Radiation Blindness (Major): Unlike most Beasts, your character lacks the ability to detect radiation. You can't see the poison glow, your nose doesn't burn when you inhale radioactive particles and your skin doesn't crawl when you inadvertently enter a radioactive area. Without this ability, you won't get any warning about dangerous radiation until you've already taken a dangerous or even lethal dose (when the symptoms of radiation sickness start to show up).
Shallow (Psychological, Minor): Your character judges by appearances. You have trouble thinking of anyone good looking as being untrustworthy and tend to assume that anyone who is ugly or deformed is evil or unpleasant. You also tend to choose equipment that looks good (perhaps it's shiny and well-polished) but isn't necessarily of high quality.
Small (Minor): Your character is much smaller than normal for his breed. This Flaw reduces your Muscles trait by one level but gives a matching +1 bonus to all of the skills affected by Encumbrance penalties. Thus, small creatures tend to be better at tasks like Acrobatics, Climbing and Dodge. Small is the opposite of the Big Edge.
Just an attempt to list off some likely Edges and how I want to implement them. Minor Edges are considered to be worth 1 point and major ones 2. Like the Skill List, I'll probably add new ones here periodically, rather than creating new entries.
A Racial Edge is only available to specific breeds.
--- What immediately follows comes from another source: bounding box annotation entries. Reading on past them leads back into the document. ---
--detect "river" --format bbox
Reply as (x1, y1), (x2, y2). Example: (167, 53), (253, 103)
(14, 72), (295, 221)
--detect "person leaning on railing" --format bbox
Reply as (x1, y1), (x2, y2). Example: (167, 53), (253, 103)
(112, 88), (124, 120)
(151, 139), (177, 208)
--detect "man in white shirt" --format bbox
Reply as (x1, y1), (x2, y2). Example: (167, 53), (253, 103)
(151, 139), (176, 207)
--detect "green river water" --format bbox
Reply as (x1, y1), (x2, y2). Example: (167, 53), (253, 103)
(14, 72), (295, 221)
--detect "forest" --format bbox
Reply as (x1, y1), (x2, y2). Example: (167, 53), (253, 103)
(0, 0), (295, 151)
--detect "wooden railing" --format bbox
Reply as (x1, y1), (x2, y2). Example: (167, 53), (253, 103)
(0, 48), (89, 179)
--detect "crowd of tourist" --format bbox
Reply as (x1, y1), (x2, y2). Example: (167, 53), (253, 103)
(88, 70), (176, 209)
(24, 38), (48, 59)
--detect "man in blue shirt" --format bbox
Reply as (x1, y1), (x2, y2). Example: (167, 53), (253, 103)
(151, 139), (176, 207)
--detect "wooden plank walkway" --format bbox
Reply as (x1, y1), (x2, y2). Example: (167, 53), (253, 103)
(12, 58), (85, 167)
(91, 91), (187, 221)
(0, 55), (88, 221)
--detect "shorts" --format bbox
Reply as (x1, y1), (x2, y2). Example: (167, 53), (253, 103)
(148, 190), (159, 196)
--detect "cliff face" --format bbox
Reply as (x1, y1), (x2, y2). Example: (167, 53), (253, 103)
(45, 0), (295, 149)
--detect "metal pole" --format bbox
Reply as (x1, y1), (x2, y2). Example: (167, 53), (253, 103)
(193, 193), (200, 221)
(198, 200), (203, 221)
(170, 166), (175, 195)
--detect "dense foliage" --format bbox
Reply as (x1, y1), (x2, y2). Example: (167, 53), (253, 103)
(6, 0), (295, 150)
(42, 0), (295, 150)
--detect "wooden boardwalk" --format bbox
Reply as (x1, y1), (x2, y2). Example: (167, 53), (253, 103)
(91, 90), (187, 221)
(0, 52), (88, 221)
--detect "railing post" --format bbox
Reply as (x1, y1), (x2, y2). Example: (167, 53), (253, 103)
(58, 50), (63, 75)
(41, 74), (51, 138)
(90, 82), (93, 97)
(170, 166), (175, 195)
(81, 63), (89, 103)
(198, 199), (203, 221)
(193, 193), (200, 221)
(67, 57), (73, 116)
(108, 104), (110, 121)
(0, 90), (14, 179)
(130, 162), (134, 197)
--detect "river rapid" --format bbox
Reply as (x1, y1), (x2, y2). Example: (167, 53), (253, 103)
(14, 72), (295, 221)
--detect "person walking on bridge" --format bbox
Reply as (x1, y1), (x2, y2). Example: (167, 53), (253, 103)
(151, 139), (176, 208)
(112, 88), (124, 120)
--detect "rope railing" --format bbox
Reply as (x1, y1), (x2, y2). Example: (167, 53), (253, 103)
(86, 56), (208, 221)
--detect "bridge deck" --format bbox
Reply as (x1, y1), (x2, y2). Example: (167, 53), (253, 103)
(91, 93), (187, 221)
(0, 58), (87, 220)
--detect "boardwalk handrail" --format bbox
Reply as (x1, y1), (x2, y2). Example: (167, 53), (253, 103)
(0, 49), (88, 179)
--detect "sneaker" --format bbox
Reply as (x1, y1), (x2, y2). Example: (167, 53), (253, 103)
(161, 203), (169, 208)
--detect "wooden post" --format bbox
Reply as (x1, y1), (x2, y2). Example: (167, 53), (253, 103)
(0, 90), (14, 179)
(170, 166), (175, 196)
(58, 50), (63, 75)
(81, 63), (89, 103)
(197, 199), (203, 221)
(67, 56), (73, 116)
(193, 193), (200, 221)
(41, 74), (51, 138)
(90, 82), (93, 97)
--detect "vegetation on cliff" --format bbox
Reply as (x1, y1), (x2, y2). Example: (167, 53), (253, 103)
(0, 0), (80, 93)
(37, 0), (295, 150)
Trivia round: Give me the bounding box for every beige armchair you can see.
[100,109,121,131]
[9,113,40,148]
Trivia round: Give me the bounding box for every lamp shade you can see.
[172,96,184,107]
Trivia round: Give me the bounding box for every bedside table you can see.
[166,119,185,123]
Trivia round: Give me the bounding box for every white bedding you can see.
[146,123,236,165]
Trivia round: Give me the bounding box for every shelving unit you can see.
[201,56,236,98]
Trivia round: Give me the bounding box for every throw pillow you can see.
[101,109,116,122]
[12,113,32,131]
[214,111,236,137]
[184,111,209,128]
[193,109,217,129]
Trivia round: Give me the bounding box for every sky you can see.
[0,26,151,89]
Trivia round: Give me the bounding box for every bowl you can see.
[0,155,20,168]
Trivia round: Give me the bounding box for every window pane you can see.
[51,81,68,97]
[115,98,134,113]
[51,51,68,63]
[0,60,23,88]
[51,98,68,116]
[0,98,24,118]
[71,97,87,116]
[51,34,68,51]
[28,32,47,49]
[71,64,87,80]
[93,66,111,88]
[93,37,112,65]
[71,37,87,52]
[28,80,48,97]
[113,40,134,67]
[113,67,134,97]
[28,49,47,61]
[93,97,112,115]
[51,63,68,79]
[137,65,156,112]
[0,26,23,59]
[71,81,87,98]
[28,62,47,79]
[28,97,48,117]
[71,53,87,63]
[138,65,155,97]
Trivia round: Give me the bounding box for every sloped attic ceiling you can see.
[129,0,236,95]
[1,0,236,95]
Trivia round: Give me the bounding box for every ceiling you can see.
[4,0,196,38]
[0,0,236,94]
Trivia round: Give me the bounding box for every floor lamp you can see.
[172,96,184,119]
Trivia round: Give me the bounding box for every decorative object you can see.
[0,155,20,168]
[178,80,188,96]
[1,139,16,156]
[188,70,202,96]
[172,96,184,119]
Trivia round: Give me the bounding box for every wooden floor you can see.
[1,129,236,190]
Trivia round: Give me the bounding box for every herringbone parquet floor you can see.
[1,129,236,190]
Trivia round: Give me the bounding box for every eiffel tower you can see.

A specific breed may well get other Edges, too, but Racial Edges can't be taken by breeds that don't get them automatically. An Innate Edge can be taken by any breed, but must be taken at character creation. It's generally impossible to add it later. A Personal Edge can be taken at any point during your character's life. Most Personal and Innate Edges can only be taken once unless they specifically say otherwise.
It's okay if Racial Edges end up being particularly poor (1/2 or even 1/4 point, for example), but I want all of the normal Edges to be worth the cost of taking. I'm trying to avoid "cheap, bargain-basement" Edges, too... picking an Edge should require serious thought. If you get an Minor Innate or Personal Edge as a Racial Edge, you can usually upgrade it to the Major version for only 1 point.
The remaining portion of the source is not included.